As many as 250 world writers have signed a petition in the London Review of Books expressing their “dismay” over the decision of the German city of Dortmund to rescind its award to British-Pakistani author Kamila Shamsie the Nelly Sachs Prize for outstanding literary contributions to the promotion of understanding between peoples. The prize includes a cash award of €15,000.
Nelly Sachs (1891-1970) was a Jewish German-Swedish poet and playwright whose experiences during World War II Europe transformed her into a poignant spokesperson for the grief and yearnings of her fellow Jews.
In 1966 she shared the Nobel Prize in Literature with literary giant Shai (Shmuel Yosef) Agnon, who, in the opinion of many was humiliated by being compared to this relatively minor poetess.
In their petition, the paddling of authors noted their objection to Dortmund’s decision to “punish” Shamsie for her political views.
The list of signatories includes Arundhati Roy, Michael Ondaatje, John Burnside, Jeanette Winterson, Noam Chomsky, Sally Rooney, and PEN International President Jennifer Clement.

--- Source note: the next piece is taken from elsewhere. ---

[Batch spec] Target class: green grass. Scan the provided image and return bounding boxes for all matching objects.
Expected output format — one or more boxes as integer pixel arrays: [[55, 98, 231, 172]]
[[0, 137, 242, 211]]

Kamila Shamsie, who was born in Karachi in 1973, has supported the BDS Movement since 2014, with the aim of isolating Israel economically, culturally and politically. The Dortmund jury was not aware of Shamsie’s BDS involvement until after they had selected her as the prizewinner.
The prize jury issued a statement last week, saying: “The cultural boycott does not transcend borders, but affects the whole of Israeli society regardless of its actual political and cultural heterogeneity. This contrasts with the claim of the Nelly Sachs prize to proclaim and exemplify reconciliation among peoples and cultures. The jury regrets the situation in every respect.”
Shamsie fired back: “It is a matter of great sadness to me that a jury should bow to pressure and withdraw a prize from a writer who is exercising her freedom of conscience and freedom of expression. It is a matter of outrage that the BDS movement (modeled on the South African boycott) that campaigns against the government of Israel for its acts of discrimination and brutality against Palestinians should be held up as something shameful and unjust.”
Writing for the German newspaper Die Welt, journalist Alan Posener noted Shamsie’s refusal to allow her works to be translated into Hebrew. “She has a right to her opinion. But she does not have a right to win the prize named for Nelly Sachs,” Posener wrote.